JAKARTA, iNewsTangsel.id - Di tengah meningkatnya kesadaran generasi milenial terhadap pengelolaan keuangan, penggunaan instrumen seperti kartu kredit masih belum maksimal. Padahal, kelompok usia produktif ini mendominasi komposisi kelas menengah Indonesia, namun tingkat pemanfaatan produk kredit non-tunai masih tergolong rendah.
Menurut data Badan Pusat Statistik (BPS), dari total 47,85 juta kelas menengah, sekitar 24,6 persen merupakan generasi milenial—kelompok usia yang lahir antara 1981 dan 1996. Mayoritas dari mereka merupakan pekerja aktif (69%), disusul ibu rumah tangga (30%), dan sisanya tidak bekerja (1%).
Kendati menjadi kelompok konsumen utama, riset Global Loyalty Indonesia tahun 2024 mencatat bahwa pengeluaran milenial masih banyak difokuskan pada kebutuhan esensial, seperti makanan, tagihan rutin, transportasi, dan pendidikan. Di sisi lain, riset dari Jakpat dan Lintar Financial menunjukkan bahwa 55% milenial belum memiliki produk pinjaman dan 79% belum pernah mengikuti pelatihan keuangan.
Enriko Sutarto, Consumer Lending Business Head PT Bank Danamon Indonesia Tbk, melihat fenomena ini sebagai cerminan kurangnya pemahaman tentang manfaat jangka panjang dari produk keuangan seperti kartu kredit.
"Masih banyak misinformasi mengenai fungsi kartu kredit. Padahal, bila digunakan secara bijak, kartu kredit bisa menjadi alat bantu dalam membangun kesehatan finansial, bukan sebaliknya," ujar Enriko, Jumat (20/6/2025).
Ia menambahkan, salah satu tantangan utama adalah rendahnya penetrasi kartu kredit di Indonesia yang baru mencapai 5 persen, jauh di bawah Thailand (35%) dan Malaysia (30%).
“Kartu kredit bukan hanya alat pembayaran. Ini juga bisa membantu mengelola arus kas, mempermudah transaksi kebutuhan rutin, dan memberikan manfaat tambahan seperti potongan harga atau cashback yang dapat digunakan kembali,” jelasnya.

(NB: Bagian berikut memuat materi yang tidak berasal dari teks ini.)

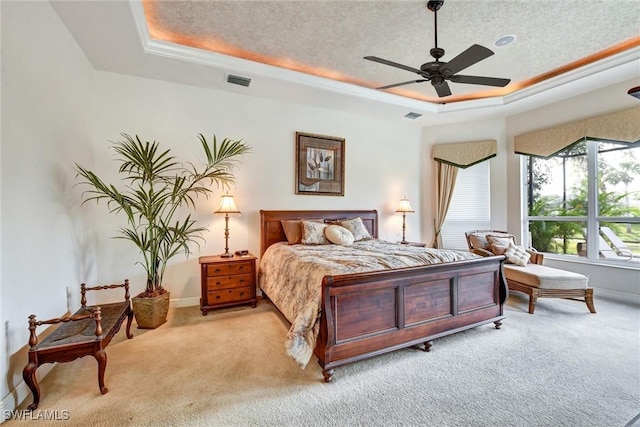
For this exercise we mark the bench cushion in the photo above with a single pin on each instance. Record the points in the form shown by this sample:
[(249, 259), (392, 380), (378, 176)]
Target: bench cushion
[(85, 330), (541, 276)]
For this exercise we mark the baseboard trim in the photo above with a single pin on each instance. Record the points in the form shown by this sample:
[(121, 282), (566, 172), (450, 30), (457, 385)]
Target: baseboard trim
[(184, 302), (617, 296), (21, 392)]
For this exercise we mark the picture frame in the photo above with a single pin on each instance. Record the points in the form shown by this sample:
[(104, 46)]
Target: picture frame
[(319, 164)]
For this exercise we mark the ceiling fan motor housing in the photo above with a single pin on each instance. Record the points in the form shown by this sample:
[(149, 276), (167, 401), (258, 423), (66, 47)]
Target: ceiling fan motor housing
[(439, 72)]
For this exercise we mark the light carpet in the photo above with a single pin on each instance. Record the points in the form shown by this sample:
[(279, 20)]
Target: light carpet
[(561, 366)]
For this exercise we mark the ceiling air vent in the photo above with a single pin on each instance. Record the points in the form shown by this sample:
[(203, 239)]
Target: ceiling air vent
[(237, 80)]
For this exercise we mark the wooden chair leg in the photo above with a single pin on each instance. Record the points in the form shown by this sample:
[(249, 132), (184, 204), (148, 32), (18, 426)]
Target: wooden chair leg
[(588, 298), (533, 300)]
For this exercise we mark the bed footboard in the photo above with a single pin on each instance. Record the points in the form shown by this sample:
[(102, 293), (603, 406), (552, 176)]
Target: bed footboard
[(364, 315)]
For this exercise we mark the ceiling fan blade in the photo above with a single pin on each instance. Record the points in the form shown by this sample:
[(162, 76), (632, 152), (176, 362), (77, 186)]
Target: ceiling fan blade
[(474, 54), (477, 80), (402, 84), (442, 89), (393, 64)]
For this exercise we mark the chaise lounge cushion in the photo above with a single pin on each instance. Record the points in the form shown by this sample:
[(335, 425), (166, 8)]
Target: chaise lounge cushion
[(540, 276)]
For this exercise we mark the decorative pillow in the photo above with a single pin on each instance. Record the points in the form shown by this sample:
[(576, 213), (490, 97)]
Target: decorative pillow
[(499, 244), (479, 240), (339, 235), (517, 255), (293, 229), (357, 228), (313, 233)]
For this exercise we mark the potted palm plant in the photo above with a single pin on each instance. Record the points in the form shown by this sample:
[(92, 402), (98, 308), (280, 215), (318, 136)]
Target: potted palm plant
[(157, 196)]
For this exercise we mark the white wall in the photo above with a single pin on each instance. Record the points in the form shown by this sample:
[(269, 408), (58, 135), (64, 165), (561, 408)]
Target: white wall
[(57, 110), (379, 163), (465, 132), (617, 282), (45, 90)]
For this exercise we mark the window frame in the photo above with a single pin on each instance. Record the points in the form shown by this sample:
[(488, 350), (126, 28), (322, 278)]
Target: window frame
[(592, 219)]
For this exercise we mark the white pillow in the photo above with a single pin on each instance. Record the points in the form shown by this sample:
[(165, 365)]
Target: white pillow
[(339, 235), (357, 228), (517, 255), (313, 233)]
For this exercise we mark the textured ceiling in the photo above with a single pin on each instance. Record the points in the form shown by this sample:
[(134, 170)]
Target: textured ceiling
[(330, 38)]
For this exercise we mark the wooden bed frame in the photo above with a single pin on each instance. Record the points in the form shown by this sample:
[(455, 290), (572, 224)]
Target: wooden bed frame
[(368, 314)]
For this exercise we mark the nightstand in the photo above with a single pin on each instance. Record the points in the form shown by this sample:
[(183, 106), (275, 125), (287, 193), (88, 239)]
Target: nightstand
[(227, 282)]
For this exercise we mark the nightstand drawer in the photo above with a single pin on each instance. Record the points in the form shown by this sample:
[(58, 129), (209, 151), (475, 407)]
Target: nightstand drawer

Dengan kebutuhan hidup yang dinamis dan konsumsi berbasis nilai dan kenyamanan, kartu kredit dinilai sesuai dengan gaya hidup milenial yang serba cepat dan digital. Namun, tingkat pemanfaatan yang rendah menunjukkan perlunya pendekatan edukatif untuk mengurangi kesenjangan literasi.
“Danamon mengambil peran tidak hanya sebagai penyedia produk, tapi juga sebagai bagian dari upaya peningkatan literasi keuangan. Harapannya, generasi muda dapat memanfaatkan produk finansial secara lebih strategis dan bertanggung jawab,” kata Enriko.
Ia juga menekankan pentingnya disiplin dalam penggunaan kartu kredit, khususnya dalam pelunasan tagihan tepat waktu. Menurutnya, hal itu dapat berkontribusi pada peningkatan skor kredit dan menciptakan rekam jejak keuangan yang baik.
“Dengan pemahaman yang benar, kartu kredit bisa menjadi instrumen yang mendukung perencanaan keuangan jangka panjang, termasuk kebutuhan darurat atau pembiayaan terencana seperti pendidikan dan liburan,” tutupnya.